Energy Minister Josh Frydenberg has defended the decision to pour $444 million into a private sector charity without a tender process.

Mr Frydenberg said in a weekend interview that giving a little-known charity nearly half a billion dollars in a lump sum, to be spent over 6 years, is “not unusual”.

The Federal Government has faced significant questioning over the grant to the Great Barrier Reef Foundation, whose members include leaders of high-polluting industries.

“The [Great Barrier Reef] Foundation was chosen because it is the best organisation to leverage off the private sector,” Mr Frydenberg told the ABC on Sunday.

“My department has made it very clear that the guidelines were complied with, that it represented value for money and it was the best way to deal with the urgent need of putting money into the foundation.”

But it is unclear how the Government knew the charity was the best recipient for the grant when it did not field any tenders.

The foundation's managing director, Anna Marsden, says the group’s decision making would be guided by “the scientists”.

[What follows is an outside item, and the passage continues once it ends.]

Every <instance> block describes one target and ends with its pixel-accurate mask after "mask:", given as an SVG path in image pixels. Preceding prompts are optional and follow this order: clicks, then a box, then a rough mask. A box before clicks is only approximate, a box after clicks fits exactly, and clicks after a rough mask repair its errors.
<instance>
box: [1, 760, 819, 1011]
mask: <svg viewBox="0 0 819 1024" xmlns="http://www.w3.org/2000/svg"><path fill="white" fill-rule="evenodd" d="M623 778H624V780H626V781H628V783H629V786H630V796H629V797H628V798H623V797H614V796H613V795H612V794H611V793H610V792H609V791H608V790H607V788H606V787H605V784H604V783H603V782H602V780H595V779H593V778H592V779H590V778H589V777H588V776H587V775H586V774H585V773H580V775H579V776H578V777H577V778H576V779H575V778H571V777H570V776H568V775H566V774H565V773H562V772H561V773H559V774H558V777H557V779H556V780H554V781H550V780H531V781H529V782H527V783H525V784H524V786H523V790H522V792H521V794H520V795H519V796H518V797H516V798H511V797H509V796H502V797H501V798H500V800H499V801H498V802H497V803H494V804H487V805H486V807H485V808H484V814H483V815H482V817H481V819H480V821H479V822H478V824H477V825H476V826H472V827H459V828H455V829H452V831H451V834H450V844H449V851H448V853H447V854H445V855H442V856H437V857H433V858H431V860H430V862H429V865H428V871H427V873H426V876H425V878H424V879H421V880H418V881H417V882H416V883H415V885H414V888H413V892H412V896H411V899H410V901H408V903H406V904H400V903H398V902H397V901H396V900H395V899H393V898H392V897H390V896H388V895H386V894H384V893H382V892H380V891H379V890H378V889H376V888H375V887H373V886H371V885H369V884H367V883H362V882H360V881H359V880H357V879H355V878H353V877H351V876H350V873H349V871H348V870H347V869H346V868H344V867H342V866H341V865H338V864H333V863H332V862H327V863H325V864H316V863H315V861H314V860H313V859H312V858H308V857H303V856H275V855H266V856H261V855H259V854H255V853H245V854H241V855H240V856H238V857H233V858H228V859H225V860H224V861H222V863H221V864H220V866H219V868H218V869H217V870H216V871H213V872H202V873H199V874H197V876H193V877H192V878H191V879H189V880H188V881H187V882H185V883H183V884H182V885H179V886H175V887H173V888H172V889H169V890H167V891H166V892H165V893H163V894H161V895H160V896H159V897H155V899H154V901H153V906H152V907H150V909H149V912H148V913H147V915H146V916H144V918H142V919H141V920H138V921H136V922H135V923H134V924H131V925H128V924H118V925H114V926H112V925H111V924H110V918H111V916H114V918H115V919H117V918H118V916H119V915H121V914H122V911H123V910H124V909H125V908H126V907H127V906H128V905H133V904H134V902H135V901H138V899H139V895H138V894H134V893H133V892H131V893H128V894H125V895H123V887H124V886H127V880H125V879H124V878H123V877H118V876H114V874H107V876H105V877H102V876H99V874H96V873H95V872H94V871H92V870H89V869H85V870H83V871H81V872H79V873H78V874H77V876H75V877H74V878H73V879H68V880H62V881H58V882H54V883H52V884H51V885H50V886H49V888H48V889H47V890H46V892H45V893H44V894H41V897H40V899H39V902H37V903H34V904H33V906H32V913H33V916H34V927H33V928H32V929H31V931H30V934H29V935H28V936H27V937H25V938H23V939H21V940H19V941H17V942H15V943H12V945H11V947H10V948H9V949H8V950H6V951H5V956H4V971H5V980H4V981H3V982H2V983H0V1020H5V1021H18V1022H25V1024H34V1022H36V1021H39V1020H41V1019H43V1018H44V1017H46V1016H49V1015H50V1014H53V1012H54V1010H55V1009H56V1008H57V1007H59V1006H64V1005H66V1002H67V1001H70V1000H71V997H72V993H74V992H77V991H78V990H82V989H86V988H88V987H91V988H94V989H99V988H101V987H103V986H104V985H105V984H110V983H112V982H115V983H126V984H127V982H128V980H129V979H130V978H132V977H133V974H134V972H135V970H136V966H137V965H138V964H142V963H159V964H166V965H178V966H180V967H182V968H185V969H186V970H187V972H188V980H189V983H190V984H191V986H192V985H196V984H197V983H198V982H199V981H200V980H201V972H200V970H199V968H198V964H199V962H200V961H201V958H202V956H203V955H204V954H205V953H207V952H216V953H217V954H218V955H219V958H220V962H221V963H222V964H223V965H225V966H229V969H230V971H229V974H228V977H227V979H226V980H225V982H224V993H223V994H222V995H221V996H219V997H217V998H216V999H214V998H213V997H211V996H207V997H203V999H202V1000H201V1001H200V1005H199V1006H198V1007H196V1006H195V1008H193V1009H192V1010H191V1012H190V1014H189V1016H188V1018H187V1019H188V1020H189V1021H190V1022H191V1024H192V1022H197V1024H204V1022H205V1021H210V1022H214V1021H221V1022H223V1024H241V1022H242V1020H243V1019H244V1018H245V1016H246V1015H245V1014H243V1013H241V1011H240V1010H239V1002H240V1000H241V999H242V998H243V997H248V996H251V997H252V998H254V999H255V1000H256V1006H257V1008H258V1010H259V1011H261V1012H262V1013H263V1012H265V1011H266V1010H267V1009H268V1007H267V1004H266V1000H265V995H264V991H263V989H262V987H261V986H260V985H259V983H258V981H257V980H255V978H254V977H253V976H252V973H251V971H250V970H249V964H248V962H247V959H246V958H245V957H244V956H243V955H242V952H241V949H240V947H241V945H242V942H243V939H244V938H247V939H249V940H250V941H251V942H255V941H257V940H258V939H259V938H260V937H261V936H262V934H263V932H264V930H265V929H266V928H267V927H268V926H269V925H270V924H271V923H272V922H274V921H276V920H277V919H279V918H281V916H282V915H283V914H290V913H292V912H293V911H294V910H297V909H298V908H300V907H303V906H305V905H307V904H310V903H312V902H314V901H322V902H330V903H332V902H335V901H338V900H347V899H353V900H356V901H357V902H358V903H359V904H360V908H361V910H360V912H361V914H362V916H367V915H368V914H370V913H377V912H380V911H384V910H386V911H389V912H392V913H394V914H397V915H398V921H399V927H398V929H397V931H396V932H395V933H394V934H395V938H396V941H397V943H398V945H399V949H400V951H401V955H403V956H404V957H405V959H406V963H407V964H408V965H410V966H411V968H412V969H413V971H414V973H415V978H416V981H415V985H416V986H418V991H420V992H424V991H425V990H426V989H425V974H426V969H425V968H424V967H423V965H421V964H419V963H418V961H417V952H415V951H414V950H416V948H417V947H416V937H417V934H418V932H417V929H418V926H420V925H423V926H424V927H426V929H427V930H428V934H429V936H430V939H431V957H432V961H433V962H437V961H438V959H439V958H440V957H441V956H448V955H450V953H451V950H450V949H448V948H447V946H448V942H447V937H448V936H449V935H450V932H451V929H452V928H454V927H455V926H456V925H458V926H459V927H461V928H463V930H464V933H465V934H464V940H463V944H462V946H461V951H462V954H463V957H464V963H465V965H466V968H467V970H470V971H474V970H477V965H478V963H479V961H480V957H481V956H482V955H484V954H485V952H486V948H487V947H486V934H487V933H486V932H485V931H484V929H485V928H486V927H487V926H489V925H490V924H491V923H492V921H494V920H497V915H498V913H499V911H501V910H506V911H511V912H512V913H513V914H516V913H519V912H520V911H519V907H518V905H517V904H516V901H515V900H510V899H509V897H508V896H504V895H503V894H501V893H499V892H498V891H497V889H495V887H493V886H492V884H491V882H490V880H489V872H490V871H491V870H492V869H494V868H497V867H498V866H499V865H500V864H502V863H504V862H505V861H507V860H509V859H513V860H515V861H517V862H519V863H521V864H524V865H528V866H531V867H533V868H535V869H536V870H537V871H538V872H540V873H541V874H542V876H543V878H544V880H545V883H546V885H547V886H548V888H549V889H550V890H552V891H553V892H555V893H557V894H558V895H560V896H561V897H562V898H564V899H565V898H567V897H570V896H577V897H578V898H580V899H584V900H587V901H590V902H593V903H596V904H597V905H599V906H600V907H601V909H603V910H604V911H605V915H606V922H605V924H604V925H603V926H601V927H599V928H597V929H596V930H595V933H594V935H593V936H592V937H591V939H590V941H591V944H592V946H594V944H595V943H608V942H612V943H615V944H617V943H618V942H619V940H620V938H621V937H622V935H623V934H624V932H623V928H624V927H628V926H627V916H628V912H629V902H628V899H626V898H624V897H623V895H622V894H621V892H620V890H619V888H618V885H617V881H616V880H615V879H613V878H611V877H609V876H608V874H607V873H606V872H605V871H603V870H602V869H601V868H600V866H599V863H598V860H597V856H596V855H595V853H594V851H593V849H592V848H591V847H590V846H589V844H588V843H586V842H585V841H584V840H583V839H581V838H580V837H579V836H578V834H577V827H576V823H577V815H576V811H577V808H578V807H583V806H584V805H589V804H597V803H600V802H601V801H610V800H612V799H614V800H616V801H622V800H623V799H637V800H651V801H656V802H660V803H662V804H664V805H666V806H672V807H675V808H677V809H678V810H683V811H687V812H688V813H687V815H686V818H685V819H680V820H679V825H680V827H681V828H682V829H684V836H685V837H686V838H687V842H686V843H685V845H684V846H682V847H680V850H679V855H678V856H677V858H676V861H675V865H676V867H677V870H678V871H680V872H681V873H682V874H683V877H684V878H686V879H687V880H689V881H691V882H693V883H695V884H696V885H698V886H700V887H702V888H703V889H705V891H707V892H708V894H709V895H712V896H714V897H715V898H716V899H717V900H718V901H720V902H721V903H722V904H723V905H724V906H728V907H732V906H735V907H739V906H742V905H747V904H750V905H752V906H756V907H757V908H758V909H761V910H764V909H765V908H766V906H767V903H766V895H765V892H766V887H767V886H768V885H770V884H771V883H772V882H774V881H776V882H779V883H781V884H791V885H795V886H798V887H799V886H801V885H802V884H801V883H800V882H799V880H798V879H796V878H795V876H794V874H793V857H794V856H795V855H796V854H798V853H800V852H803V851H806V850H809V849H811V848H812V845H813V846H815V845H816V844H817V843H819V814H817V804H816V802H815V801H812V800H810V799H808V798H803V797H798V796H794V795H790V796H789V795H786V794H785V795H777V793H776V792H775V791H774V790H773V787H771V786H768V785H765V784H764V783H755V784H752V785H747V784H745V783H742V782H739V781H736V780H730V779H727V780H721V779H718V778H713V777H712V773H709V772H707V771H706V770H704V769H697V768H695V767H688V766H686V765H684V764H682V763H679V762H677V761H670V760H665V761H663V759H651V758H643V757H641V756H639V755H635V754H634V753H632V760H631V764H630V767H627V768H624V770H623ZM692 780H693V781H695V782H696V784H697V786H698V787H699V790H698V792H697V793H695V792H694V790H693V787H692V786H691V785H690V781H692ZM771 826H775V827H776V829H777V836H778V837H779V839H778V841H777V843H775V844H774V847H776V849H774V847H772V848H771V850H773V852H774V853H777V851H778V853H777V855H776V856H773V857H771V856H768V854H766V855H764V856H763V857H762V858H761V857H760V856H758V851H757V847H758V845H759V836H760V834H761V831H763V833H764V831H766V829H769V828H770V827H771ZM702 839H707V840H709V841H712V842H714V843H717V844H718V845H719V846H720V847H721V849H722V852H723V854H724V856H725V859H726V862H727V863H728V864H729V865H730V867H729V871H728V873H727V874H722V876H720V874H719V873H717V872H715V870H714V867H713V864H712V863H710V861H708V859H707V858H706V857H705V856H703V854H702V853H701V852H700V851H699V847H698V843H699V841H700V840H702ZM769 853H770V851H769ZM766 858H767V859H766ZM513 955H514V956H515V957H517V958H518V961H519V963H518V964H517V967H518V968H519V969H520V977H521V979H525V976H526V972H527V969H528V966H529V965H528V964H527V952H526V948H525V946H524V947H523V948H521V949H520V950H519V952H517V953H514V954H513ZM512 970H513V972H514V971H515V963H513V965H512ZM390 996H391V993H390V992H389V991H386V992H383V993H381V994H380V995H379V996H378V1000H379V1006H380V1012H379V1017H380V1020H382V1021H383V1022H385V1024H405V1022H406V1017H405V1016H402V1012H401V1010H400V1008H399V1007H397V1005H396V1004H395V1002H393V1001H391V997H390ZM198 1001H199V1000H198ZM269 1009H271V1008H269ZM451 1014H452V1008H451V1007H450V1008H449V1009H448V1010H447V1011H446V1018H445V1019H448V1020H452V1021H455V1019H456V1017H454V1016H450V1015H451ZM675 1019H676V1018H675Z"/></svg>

Some have queried why the six-year grant was issued in a lump sum, and whether it would allow the foundation to hold on to the bulk of the money and invest it for profit before having to spend it.

Mr Frydenberg said handing over the full amount up front would allow the charity to take advantage of “economies of scale”.

“They get maximum flexibility in meeting the objectives of the grant as well as leveraging off the private sector,” he said.

“All the guidelines were complied with. The objective of the government is to protect the reef and this $500 million commitment to the reef is outstanding.”